I moved to the Seattle area back in 1993, in large part because of its proximity to several national parks. The Puget Sound region is comfortably situated in between Mt. Rainier to the south, the North Cascades to the north, and Olympic National Park to the west. I feel fortunate that within a few hours drive, I can be to any of the three. I know people who live even closer to a national park, but I'm happy where I'm at. Regardless how close or how far you may live to one, I'm trusting that you would agree that it's nice to know they are there and available for generations of visitors to enjoy.
Most national parks feature a collection of significant landmarks such as majestic mountain peaks, a rugged seashore, or perhaps a geothermal geyser basin. Some include a collection of such landmarks. These are what national parks are known for. These are what get the most attention from photographers and tourists at large when they visit. Park boundaries are drawn so as to surround such places.

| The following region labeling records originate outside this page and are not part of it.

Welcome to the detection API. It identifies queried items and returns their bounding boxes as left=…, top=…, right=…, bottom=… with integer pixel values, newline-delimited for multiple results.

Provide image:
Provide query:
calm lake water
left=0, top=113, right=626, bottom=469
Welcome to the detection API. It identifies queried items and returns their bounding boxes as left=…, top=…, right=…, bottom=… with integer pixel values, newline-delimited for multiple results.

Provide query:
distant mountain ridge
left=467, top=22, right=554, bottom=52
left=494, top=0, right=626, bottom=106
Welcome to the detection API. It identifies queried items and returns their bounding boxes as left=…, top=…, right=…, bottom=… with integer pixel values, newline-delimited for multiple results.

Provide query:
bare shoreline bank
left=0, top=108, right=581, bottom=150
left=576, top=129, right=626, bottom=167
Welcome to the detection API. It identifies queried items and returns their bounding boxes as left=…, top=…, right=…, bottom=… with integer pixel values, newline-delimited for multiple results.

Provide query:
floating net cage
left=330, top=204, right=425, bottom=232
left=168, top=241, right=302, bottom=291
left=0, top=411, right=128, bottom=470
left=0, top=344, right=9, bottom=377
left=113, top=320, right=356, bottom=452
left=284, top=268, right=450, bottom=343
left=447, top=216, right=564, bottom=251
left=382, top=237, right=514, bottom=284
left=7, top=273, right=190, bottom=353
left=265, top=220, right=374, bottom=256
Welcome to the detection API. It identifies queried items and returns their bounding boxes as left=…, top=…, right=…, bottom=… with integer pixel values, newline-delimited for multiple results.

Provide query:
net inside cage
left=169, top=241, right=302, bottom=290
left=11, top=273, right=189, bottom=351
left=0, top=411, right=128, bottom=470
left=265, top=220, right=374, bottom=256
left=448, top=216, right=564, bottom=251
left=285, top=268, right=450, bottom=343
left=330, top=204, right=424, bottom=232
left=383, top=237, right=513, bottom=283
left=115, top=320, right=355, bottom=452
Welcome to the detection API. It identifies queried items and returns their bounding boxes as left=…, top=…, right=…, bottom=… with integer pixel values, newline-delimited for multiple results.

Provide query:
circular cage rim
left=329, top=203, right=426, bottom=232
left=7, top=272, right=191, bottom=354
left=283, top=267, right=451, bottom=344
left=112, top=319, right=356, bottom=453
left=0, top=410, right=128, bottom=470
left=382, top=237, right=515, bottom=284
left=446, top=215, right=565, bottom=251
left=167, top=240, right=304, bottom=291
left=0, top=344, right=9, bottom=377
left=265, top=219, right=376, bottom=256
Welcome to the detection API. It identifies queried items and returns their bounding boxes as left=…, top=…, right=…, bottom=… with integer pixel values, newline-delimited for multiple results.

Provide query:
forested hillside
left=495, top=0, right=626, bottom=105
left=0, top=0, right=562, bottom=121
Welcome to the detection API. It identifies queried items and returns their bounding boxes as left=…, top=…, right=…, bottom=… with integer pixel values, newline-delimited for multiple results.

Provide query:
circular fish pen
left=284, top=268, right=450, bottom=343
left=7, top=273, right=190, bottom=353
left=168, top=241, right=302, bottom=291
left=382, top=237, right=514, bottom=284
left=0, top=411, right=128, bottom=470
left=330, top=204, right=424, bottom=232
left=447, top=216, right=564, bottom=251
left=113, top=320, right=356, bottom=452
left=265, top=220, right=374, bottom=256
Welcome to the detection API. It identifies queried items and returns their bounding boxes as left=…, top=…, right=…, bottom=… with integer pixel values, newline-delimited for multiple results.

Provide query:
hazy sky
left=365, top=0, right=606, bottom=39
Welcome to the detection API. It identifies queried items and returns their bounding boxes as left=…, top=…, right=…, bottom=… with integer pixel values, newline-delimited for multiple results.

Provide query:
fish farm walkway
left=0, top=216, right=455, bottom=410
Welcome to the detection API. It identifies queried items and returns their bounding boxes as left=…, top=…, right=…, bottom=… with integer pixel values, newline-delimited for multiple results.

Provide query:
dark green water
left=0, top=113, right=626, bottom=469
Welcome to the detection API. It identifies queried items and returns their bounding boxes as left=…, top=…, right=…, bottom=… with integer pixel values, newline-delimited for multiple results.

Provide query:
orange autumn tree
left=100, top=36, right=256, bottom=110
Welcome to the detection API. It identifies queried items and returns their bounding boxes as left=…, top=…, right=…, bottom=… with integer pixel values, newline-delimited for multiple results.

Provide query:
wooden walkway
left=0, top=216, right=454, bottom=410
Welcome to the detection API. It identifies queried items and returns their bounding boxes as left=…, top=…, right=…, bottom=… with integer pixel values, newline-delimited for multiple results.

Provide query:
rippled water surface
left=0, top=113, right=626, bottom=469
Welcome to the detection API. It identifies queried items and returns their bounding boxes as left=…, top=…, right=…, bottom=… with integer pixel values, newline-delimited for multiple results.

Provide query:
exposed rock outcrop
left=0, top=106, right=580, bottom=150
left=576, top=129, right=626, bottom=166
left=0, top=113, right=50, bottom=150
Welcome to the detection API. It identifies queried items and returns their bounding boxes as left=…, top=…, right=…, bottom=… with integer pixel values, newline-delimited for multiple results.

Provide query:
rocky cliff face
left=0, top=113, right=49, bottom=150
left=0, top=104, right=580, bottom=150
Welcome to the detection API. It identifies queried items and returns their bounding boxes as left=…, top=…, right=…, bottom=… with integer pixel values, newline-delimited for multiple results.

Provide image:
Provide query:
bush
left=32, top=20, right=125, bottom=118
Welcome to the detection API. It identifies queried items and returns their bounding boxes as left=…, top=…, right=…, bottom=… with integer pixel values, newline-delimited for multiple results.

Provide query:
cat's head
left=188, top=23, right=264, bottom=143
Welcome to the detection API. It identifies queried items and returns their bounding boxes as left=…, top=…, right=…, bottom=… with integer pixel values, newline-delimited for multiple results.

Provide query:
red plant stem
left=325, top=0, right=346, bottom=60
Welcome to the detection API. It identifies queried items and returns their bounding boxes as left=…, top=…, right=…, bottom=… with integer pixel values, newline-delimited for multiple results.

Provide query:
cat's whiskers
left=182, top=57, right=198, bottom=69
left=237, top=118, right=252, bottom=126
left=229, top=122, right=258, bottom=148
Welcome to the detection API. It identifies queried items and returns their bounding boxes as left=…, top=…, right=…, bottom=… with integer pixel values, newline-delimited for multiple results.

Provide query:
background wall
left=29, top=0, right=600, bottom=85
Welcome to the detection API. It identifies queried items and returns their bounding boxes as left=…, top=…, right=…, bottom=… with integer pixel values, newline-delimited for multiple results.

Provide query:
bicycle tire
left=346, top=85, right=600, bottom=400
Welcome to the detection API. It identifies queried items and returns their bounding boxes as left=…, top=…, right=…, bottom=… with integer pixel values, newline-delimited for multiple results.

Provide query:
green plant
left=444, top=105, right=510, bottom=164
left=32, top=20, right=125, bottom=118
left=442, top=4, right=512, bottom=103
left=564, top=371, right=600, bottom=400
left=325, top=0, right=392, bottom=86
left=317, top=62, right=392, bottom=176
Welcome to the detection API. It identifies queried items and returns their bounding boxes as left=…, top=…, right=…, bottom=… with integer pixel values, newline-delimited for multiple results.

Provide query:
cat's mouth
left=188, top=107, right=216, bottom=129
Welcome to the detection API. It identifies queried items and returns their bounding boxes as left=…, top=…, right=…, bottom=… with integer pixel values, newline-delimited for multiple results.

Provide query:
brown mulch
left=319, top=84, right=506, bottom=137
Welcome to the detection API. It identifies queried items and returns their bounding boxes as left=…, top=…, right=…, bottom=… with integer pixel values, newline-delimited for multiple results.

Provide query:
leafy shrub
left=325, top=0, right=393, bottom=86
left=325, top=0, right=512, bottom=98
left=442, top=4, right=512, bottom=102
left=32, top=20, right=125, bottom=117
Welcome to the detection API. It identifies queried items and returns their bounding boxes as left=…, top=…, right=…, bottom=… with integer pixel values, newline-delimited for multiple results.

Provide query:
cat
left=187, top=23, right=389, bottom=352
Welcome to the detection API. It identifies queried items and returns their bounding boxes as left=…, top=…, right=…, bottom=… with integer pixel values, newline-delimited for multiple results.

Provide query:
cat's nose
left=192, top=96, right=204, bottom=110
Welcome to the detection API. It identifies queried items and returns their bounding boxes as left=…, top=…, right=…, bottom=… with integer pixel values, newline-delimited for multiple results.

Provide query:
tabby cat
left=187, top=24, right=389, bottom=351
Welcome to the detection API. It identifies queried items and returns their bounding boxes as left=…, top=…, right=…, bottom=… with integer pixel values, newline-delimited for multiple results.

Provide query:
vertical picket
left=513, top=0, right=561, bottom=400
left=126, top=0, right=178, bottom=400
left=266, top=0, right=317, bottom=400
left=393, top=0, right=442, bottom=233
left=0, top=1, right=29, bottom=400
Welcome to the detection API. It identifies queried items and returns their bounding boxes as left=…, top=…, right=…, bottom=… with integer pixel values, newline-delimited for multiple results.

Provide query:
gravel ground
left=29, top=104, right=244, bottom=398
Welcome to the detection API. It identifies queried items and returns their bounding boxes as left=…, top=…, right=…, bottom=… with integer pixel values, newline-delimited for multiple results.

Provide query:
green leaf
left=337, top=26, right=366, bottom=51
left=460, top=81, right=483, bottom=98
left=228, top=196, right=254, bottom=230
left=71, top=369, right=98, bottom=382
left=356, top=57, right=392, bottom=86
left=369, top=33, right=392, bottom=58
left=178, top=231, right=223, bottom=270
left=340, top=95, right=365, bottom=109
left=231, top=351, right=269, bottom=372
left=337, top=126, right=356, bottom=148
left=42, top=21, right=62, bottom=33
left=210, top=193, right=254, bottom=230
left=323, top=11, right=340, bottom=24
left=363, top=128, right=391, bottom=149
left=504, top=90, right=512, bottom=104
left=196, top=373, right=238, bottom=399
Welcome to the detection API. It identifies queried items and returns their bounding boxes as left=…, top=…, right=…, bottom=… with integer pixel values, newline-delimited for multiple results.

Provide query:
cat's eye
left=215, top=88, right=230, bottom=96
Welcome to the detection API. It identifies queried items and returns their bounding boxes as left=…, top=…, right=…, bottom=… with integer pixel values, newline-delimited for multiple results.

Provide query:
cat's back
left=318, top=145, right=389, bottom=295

But those boundaries also encompass countless smaller sights just waiting for you to discover them. The valley between two mountains, the stretch of river beside the road to the next grand vista, or even the stand of woods next to the picnic area where you stopped for lunch can all yield photographic possibilities. The National Parks offer far more possibilities than just those pictured on the postcard rack at the visitor center. Some of the best times I've had in a national park started by noticing some small detail while I sat on the ground, resting on my way from where I was, to where I was going. I may not even be able to tell you the details of my destination that day, but I have plenty of fond memories of what I found along the way. Those surprise discoveries can be rewarding in part because they are generally quite personal. They're your discoveries, after all.
There's a tendency to think that once you've visited a particular national, you can cross it off your buck list and start planning your visit to the next one. But that approach would barely begin to scratch the surface of what they offer. Even once you have seen the major sights in a national park, there are countless smaller, more intimate sights to be discovered. And what you have already seen changes too. It changes with the time of day, the seasons throughout the year, and even with the passing of a cloud across the sun on any given day.
I've visited only a fraction of the parks in the National Parks system, and even fewer still do I feel like I know that well. As often as I've been to the three nearest me, I still keep coming back, drawn by possibility of finding something new.
Hopefully, you have your favorite parks too. If you don't yet, what are you waiting for?
To celebrate the centennial anniversary, the National Park Service providing free admission to all parks this week from August 25 through 28.